GIDDENS EXAMINES THE RESULT AND SEARCHES FOR REMEDIES

Anthony Giddens. RUNAWAY WORLD: How Globalization Is Reshaping our Lives. New York: Routledge, 2000. Ursinus College Library: 306.2/G36edric Jameson.

27 May 2002 Copyright © 2002 Richard P. Richter

 

 

 

 

 

runaway

  Anthony Giddens. RUNAWAY WORLD: How Globalization Is Reshaping our Lives.

At the outset of this little book based on a 1999 BBC lecture, Anthony Giddens explains the unexpected outcome of the Western European Enlightenment of the seventeenth and eighteenth centuries.

The Enlightenment philosophers--and those who subscribed to their thinking--believed that by applying reason to natural and human affairs and by demystifying experience, human beings would bring greater order and stability to life. They would gain greater understanding of the world's processes.

Their belief has not been realized in modern history. Instead, we now live in a "runaway world." It is bringing us disorder and instability on a scale that has become global. (20)

It is that globally disordered situation that Giddens seeks to understand.
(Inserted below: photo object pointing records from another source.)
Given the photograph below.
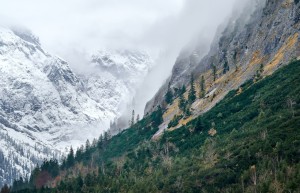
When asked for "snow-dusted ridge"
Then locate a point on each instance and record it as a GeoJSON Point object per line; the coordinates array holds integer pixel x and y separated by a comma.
{"type": "Point", "coordinates": [46, 107]}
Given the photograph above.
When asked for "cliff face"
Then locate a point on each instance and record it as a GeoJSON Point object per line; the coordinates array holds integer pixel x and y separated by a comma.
{"type": "Point", "coordinates": [268, 38]}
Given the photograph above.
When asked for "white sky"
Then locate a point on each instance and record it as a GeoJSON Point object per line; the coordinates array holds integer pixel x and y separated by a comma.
{"type": "Point", "coordinates": [87, 23]}
{"type": "Point", "coordinates": [72, 28]}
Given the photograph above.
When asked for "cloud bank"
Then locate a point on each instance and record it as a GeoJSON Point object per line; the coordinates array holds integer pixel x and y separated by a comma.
{"type": "Point", "coordinates": [74, 28]}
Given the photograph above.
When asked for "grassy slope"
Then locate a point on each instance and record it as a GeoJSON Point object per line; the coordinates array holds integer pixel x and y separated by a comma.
{"type": "Point", "coordinates": [256, 147]}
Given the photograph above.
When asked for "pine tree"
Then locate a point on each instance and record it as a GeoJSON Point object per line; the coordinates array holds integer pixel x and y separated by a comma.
{"type": "Point", "coordinates": [214, 71]}
{"type": "Point", "coordinates": [192, 92]}
{"type": "Point", "coordinates": [202, 87]}
{"type": "Point", "coordinates": [183, 90]}
{"type": "Point", "coordinates": [182, 102]}
{"type": "Point", "coordinates": [5, 189]}
{"type": "Point", "coordinates": [199, 125]}
{"type": "Point", "coordinates": [169, 95]}
{"type": "Point", "coordinates": [70, 158]}
{"type": "Point", "coordinates": [132, 119]}
{"type": "Point", "coordinates": [225, 67]}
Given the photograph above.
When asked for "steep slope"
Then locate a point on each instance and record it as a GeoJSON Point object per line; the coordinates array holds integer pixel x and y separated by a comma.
{"type": "Point", "coordinates": [254, 148]}
{"type": "Point", "coordinates": [115, 77]}
{"type": "Point", "coordinates": [267, 39]}
{"type": "Point", "coordinates": [45, 107]}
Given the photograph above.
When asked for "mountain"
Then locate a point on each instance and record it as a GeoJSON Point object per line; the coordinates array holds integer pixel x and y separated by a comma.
{"type": "Point", "coordinates": [265, 38]}
{"type": "Point", "coordinates": [45, 106]}
{"type": "Point", "coordinates": [248, 142]}
{"type": "Point", "coordinates": [233, 129]}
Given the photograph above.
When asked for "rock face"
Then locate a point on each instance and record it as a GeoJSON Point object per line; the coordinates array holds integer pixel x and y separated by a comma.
{"type": "Point", "coordinates": [267, 36]}
{"type": "Point", "coordinates": [46, 107]}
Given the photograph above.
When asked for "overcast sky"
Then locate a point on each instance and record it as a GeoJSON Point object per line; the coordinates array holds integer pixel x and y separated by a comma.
{"type": "Point", "coordinates": [161, 27]}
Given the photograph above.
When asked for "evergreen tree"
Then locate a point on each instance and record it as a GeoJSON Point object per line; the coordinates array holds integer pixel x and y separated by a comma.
{"type": "Point", "coordinates": [132, 119]}
{"type": "Point", "coordinates": [169, 95]}
{"type": "Point", "coordinates": [5, 189]}
{"type": "Point", "coordinates": [157, 117]}
{"type": "Point", "coordinates": [225, 67]}
{"type": "Point", "coordinates": [199, 125]}
{"type": "Point", "coordinates": [182, 102]}
{"type": "Point", "coordinates": [192, 92]}
{"type": "Point", "coordinates": [70, 158]}
{"type": "Point", "coordinates": [183, 90]}
{"type": "Point", "coordinates": [202, 87]}
{"type": "Point", "coordinates": [214, 71]}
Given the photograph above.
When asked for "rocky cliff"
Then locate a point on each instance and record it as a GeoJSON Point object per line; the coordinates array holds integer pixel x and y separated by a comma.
{"type": "Point", "coordinates": [262, 40]}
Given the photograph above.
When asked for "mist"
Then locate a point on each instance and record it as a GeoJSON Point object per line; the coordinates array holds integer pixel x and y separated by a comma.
{"type": "Point", "coordinates": [72, 29]}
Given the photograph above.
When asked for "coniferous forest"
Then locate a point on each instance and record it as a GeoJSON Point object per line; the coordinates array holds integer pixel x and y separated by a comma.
{"type": "Point", "coordinates": [249, 142]}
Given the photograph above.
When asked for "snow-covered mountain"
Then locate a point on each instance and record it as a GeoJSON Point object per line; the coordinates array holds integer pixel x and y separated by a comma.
{"type": "Point", "coordinates": [46, 107]}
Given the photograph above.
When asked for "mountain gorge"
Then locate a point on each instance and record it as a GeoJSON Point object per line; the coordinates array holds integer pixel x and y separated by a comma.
{"type": "Point", "coordinates": [266, 37]}
{"type": "Point", "coordinates": [45, 106]}
{"type": "Point", "coordinates": [224, 121]}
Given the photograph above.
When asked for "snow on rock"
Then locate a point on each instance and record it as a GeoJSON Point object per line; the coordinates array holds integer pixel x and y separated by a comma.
{"type": "Point", "coordinates": [46, 107]}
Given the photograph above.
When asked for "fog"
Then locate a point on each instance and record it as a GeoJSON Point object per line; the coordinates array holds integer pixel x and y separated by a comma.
{"type": "Point", "coordinates": [74, 28]}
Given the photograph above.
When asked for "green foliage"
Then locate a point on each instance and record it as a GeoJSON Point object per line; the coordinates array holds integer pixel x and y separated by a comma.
{"type": "Point", "coordinates": [199, 124]}
{"type": "Point", "coordinates": [202, 87]}
{"type": "Point", "coordinates": [169, 95]}
{"type": "Point", "coordinates": [182, 102]}
{"type": "Point", "coordinates": [174, 122]}
{"type": "Point", "coordinates": [256, 147]}
{"type": "Point", "coordinates": [192, 92]}
{"type": "Point", "coordinates": [225, 67]}
{"type": "Point", "coordinates": [214, 71]}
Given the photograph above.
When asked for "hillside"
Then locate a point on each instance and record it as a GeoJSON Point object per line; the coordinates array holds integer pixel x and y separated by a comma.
{"type": "Point", "coordinates": [248, 142]}
{"type": "Point", "coordinates": [263, 33]}
{"type": "Point", "coordinates": [46, 107]}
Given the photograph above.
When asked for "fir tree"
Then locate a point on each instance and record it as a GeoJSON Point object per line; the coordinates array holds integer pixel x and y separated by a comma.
{"type": "Point", "coordinates": [225, 67]}
{"type": "Point", "coordinates": [132, 119]}
{"type": "Point", "coordinates": [182, 102]}
{"type": "Point", "coordinates": [202, 87]}
{"type": "Point", "coordinates": [70, 158]}
{"type": "Point", "coordinates": [192, 92]}
{"type": "Point", "coordinates": [169, 95]}
{"type": "Point", "coordinates": [199, 125]}
{"type": "Point", "coordinates": [183, 90]}
{"type": "Point", "coordinates": [214, 71]}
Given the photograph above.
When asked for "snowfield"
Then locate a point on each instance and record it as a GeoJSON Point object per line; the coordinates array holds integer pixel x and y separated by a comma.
{"type": "Point", "coordinates": [45, 107]}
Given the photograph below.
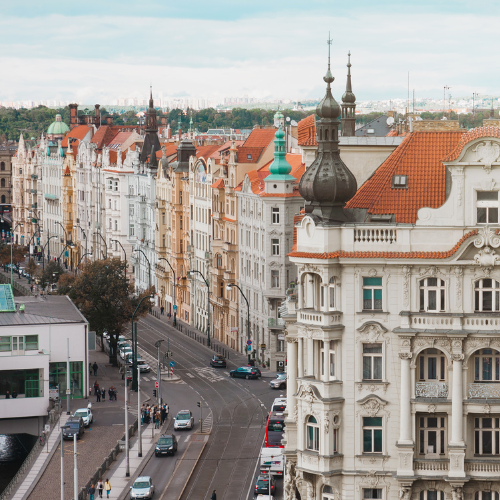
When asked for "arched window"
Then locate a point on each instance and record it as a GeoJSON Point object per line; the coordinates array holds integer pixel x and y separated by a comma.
{"type": "Point", "coordinates": [312, 434]}
{"type": "Point", "coordinates": [327, 493]}
{"type": "Point", "coordinates": [486, 365]}
{"type": "Point", "coordinates": [486, 295]}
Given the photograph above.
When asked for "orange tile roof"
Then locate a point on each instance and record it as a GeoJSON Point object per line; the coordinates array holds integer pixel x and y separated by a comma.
{"type": "Point", "coordinates": [470, 136]}
{"type": "Point", "coordinates": [260, 138]}
{"type": "Point", "coordinates": [385, 255]}
{"type": "Point", "coordinates": [306, 130]}
{"type": "Point", "coordinates": [419, 157]}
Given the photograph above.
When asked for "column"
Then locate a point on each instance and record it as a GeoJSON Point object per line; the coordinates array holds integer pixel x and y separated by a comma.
{"type": "Point", "coordinates": [310, 357]}
{"type": "Point", "coordinates": [405, 436]}
{"type": "Point", "coordinates": [300, 366]}
{"type": "Point", "coordinates": [326, 360]}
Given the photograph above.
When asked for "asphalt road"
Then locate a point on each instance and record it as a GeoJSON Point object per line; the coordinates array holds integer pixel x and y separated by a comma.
{"type": "Point", "coordinates": [236, 408]}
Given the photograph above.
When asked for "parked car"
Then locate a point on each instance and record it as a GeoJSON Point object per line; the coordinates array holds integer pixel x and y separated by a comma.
{"type": "Point", "coordinates": [218, 361]}
{"type": "Point", "coordinates": [184, 420]}
{"type": "Point", "coordinates": [166, 445]}
{"type": "Point", "coordinates": [279, 382]}
{"type": "Point", "coordinates": [142, 488]}
{"type": "Point", "coordinates": [86, 414]}
{"type": "Point", "coordinates": [245, 372]}
{"type": "Point", "coordinates": [74, 425]}
{"type": "Point", "coordinates": [263, 483]}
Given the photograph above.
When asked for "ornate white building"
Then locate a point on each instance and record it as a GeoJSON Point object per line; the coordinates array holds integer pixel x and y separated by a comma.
{"type": "Point", "coordinates": [393, 332]}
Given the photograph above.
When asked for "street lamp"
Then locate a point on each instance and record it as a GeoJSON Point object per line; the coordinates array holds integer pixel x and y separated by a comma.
{"type": "Point", "coordinates": [229, 286]}
{"type": "Point", "coordinates": [208, 302]}
{"type": "Point", "coordinates": [175, 304]}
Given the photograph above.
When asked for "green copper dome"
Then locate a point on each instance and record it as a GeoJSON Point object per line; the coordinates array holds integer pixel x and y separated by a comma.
{"type": "Point", "coordinates": [280, 169]}
{"type": "Point", "coordinates": [58, 127]}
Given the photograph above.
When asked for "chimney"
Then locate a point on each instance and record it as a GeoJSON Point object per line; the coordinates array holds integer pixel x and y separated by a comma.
{"type": "Point", "coordinates": [97, 120]}
{"type": "Point", "coordinates": [73, 116]}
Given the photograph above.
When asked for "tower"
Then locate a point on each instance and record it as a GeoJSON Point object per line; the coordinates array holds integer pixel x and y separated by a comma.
{"type": "Point", "coordinates": [348, 124]}
{"type": "Point", "coordinates": [327, 185]}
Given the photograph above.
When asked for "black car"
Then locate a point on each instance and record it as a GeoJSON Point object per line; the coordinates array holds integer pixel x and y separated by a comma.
{"type": "Point", "coordinates": [166, 445]}
{"type": "Point", "coordinates": [262, 485]}
{"type": "Point", "coordinates": [245, 372]}
{"type": "Point", "coordinates": [74, 425]}
{"type": "Point", "coordinates": [218, 361]}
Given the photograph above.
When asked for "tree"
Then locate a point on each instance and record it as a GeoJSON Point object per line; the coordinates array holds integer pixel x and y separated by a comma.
{"type": "Point", "coordinates": [105, 297]}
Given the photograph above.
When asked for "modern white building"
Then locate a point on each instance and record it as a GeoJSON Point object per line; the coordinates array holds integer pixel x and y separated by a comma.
{"type": "Point", "coordinates": [38, 337]}
{"type": "Point", "coordinates": [393, 339]}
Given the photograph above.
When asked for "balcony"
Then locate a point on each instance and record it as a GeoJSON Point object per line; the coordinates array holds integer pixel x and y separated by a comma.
{"type": "Point", "coordinates": [431, 467]}
{"type": "Point", "coordinates": [320, 318]}
{"type": "Point", "coordinates": [431, 389]}
{"type": "Point", "coordinates": [483, 391]}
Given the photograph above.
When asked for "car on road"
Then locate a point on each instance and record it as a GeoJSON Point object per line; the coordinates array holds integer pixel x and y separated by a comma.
{"type": "Point", "coordinates": [142, 488]}
{"type": "Point", "coordinates": [166, 445]}
{"type": "Point", "coordinates": [184, 420]}
{"type": "Point", "coordinates": [74, 425]}
{"type": "Point", "coordinates": [263, 483]}
{"type": "Point", "coordinates": [245, 372]}
{"type": "Point", "coordinates": [218, 361]}
{"type": "Point", "coordinates": [86, 414]}
{"type": "Point", "coordinates": [279, 382]}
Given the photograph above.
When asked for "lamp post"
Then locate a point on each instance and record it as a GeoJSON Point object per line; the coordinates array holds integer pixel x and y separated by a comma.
{"type": "Point", "coordinates": [175, 304]}
{"type": "Point", "coordinates": [147, 260]}
{"type": "Point", "coordinates": [228, 287]}
{"type": "Point", "coordinates": [134, 340]}
{"type": "Point", "coordinates": [208, 302]}
{"type": "Point", "coordinates": [11, 245]}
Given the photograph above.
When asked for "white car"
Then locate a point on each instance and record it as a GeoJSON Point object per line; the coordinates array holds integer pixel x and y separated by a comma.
{"type": "Point", "coordinates": [86, 414]}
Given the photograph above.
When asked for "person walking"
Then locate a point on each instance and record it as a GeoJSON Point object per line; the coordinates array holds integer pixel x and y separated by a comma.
{"type": "Point", "coordinates": [100, 487]}
{"type": "Point", "coordinates": [107, 488]}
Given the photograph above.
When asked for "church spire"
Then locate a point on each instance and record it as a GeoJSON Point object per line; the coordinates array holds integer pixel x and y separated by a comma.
{"type": "Point", "coordinates": [348, 125]}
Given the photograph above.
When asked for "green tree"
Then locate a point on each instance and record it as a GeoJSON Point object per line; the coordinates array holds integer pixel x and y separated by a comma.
{"type": "Point", "coordinates": [105, 297]}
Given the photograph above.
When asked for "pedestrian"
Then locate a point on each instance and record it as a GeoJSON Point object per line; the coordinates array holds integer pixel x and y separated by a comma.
{"type": "Point", "coordinates": [107, 487]}
{"type": "Point", "coordinates": [100, 487]}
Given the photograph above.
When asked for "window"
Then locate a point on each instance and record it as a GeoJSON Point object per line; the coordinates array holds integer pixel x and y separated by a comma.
{"type": "Point", "coordinates": [400, 181]}
{"type": "Point", "coordinates": [486, 295]}
{"type": "Point", "coordinates": [432, 294]}
{"type": "Point", "coordinates": [275, 215]}
{"type": "Point", "coordinates": [31, 343]}
{"type": "Point", "coordinates": [372, 293]}
{"type": "Point", "coordinates": [487, 365]}
{"type": "Point", "coordinates": [275, 279]}
{"type": "Point", "coordinates": [275, 246]}
{"type": "Point", "coordinates": [432, 435]}
{"type": "Point", "coordinates": [312, 433]}
{"type": "Point", "coordinates": [372, 493]}
{"type": "Point", "coordinates": [487, 207]}
{"type": "Point", "coordinates": [487, 436]}
{"type": "Point", "coordinates": [372, 434]}
{"type": "Point", "coordinates": [372, 361]}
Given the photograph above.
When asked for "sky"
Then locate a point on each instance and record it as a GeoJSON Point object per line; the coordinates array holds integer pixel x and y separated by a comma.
{"type": "Point", "coordinates": [97, 51]}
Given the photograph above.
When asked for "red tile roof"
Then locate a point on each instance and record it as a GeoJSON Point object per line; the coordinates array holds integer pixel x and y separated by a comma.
{"type": "Point", "coordinates": [384, 255]}
{"type": "Point", "coordinates": [306, 130]}
{"type": "Point", "coordinates": [471, 135]}
{"type": "Point", "coordinates": [419, 157]}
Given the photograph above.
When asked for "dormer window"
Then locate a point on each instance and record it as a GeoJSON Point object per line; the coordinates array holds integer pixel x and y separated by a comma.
{"type": "Point", "coordinates": [487, 207]}
{"type": "Point", "coordinates": [400, 181]}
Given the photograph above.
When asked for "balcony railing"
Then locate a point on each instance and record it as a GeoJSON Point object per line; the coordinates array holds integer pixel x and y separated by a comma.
{"type": "Point", "coordinates": [484, 391]}
{"type": "Point", "coordinates": [431, 390]}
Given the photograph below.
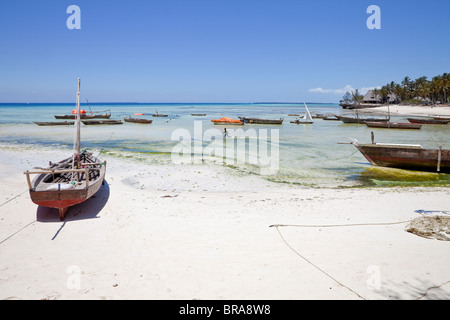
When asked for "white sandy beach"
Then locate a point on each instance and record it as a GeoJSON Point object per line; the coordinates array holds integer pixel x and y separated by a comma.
{"type": "Point", "coordinates": [155, 232]}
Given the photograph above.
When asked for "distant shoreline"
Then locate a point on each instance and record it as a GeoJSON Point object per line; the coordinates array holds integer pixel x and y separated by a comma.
{"type": "Point", "coordinates": [2, 104]}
He analyzes the phenomenon of globalization (24-37), which is still emerging as a new order of human interrelationships unimagined by its Enlightenment forefathers hundreds of years ago. At its core it is about "rationalized" world trade at an unprecedented level, he says. More specifically it is about the uniquely new level of world finance and the flows of capital. (27) However, globalization is more than an economic development, Giddens says--it is also transforming political, technological, and cultural dimensions of life worldwide, owing in large part to the rise of "instantaneous electronic communication." (29)

Giddens emphasizes the complexity of globalization processes, which affect the "intimate and personal aspects of our lives" no less than the "big systems." (30)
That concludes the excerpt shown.